I see, this is because pyupgrade only works on files that have from __future__ import annotations at the top. I've added a flake8 plugin that checks for its absence so that this doesn't repeat in the future.

I've added these import statements and upgraded the rest of the codebase with https://github.com/crocs-muni/sec-certs/pull/275/commits/6ce7007ab5b5f721abf6d8659ef4bd54e4f61590

adamjanovsky commented 1 year ago

It seems the whole PP dataset was included in the test data, was this intended? It shows up at almost 77k lines. I believe just downloading it from our site is a reasonable alternative. Although as it is already in git, removing it now is pointless (without a rebase and history editing the repository will have it forever).

Oh this hurts. It was added by accident. I'll probably rewrite the history...

adamjanovsky commented 1 year ago

Connected with the root_dir handling and serialization is the DUMMY_PATH issue. I see the current solution as an acceptable one, although I think there is room for improvement, we just need to identify the core issue in the API design and assumptions to see what needs to change.

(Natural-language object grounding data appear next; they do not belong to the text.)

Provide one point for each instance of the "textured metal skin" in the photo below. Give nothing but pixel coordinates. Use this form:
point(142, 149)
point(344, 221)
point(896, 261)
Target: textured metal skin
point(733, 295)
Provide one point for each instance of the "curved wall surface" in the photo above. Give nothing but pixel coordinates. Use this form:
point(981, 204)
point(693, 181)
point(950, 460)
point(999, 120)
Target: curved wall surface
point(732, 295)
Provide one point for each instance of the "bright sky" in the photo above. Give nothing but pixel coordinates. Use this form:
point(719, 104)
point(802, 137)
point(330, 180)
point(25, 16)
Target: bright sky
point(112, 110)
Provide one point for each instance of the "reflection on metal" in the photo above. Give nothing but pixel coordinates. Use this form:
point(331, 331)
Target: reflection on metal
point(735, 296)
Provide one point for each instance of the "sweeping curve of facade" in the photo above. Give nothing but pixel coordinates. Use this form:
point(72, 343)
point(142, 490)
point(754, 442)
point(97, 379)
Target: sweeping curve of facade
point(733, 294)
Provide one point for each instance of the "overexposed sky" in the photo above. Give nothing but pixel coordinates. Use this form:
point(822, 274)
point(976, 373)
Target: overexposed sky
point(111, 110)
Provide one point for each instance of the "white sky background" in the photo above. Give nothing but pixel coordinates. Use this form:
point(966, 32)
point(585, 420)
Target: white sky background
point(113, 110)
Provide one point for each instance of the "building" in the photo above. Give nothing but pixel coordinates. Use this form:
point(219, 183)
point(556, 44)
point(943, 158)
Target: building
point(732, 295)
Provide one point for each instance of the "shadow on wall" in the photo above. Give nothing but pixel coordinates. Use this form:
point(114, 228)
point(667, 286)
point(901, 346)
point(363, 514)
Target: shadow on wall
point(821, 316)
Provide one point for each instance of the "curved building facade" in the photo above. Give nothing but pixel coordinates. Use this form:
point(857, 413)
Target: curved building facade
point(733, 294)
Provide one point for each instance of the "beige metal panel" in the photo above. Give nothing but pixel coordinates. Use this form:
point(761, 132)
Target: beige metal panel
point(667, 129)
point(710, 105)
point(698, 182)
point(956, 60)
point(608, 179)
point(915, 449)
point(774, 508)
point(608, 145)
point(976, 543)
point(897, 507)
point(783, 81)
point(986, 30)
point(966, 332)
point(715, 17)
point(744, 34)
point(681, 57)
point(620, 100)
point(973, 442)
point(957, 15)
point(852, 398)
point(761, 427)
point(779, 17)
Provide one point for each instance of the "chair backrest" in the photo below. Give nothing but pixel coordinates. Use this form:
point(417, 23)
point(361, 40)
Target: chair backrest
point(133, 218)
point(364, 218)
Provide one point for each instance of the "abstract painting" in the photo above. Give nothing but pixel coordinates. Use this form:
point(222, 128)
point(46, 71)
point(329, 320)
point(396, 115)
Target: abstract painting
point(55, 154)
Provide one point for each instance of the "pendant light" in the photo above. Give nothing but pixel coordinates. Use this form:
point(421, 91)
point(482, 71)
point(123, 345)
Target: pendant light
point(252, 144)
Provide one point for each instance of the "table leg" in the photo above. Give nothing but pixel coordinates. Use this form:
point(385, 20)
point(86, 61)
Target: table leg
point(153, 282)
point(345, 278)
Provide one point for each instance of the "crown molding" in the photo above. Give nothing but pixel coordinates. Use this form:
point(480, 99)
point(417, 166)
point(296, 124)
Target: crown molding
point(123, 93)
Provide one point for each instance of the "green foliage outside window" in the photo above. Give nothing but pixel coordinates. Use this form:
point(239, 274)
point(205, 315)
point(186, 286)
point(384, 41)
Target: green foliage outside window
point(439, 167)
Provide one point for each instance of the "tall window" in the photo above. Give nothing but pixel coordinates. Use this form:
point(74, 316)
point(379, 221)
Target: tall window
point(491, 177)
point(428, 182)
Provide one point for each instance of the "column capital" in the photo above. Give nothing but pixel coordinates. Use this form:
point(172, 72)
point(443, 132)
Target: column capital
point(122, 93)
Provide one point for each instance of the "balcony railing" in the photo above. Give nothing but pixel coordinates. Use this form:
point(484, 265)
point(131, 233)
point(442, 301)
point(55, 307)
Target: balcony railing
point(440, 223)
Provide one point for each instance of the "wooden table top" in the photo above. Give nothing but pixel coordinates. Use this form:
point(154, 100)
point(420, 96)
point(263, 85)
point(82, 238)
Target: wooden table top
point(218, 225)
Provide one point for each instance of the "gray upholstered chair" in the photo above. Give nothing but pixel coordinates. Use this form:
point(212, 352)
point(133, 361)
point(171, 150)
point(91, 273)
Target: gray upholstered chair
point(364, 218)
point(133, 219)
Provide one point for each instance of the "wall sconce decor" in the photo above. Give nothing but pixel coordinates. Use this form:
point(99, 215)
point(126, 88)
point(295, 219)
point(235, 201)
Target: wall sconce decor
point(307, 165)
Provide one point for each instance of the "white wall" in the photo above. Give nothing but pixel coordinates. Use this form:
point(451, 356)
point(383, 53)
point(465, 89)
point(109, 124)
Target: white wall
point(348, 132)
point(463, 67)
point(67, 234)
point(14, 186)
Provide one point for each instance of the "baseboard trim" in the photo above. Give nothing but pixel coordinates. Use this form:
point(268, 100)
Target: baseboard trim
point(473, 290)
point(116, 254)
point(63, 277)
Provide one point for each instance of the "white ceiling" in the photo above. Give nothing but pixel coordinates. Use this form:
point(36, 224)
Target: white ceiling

I think the current situation arises because our assumptions in different places in the code are not consistent or clear, specifically assumptions about whether a dataset object is backed by its JSON (directory structure) at different points in time as it is constructed from different sources.

You're perfectly right about the cause.

One possible way to resolve this is to say that the dataset object is always backed by its directory structure/JSON and explicitly require the path in all constructors, even the web ones. Other possible way is the opposite, to not assume the dataset is always backed, then disable the serialization features unless a path is set.

I was actually opting for the second, which is kind of the current state. The serialization will fail unless a path is set. See

https://github.com/crocs-muni/sec-certs/blob/f14dfe3900baa0a87a51f42188646f409b9beeb9/sec_certs/serialization/json.py#L50-L51

It's just implemented with that DUMMY_NONEXISTING_PATH variable...

adamjanovsky commented 1 year ago

I dislike that the root_dir property setter on dataset classes actually serializes the dataset. I think this is highly unintuitive and unexpected. I propose a more explicit solution in a comment in the review. The TL;DR; is to create a different method for moving/copying the dataset and make it the only method to change the root_dir.

I agree this can be counterintuitive. I'll take a look at that, thanks for spotting this.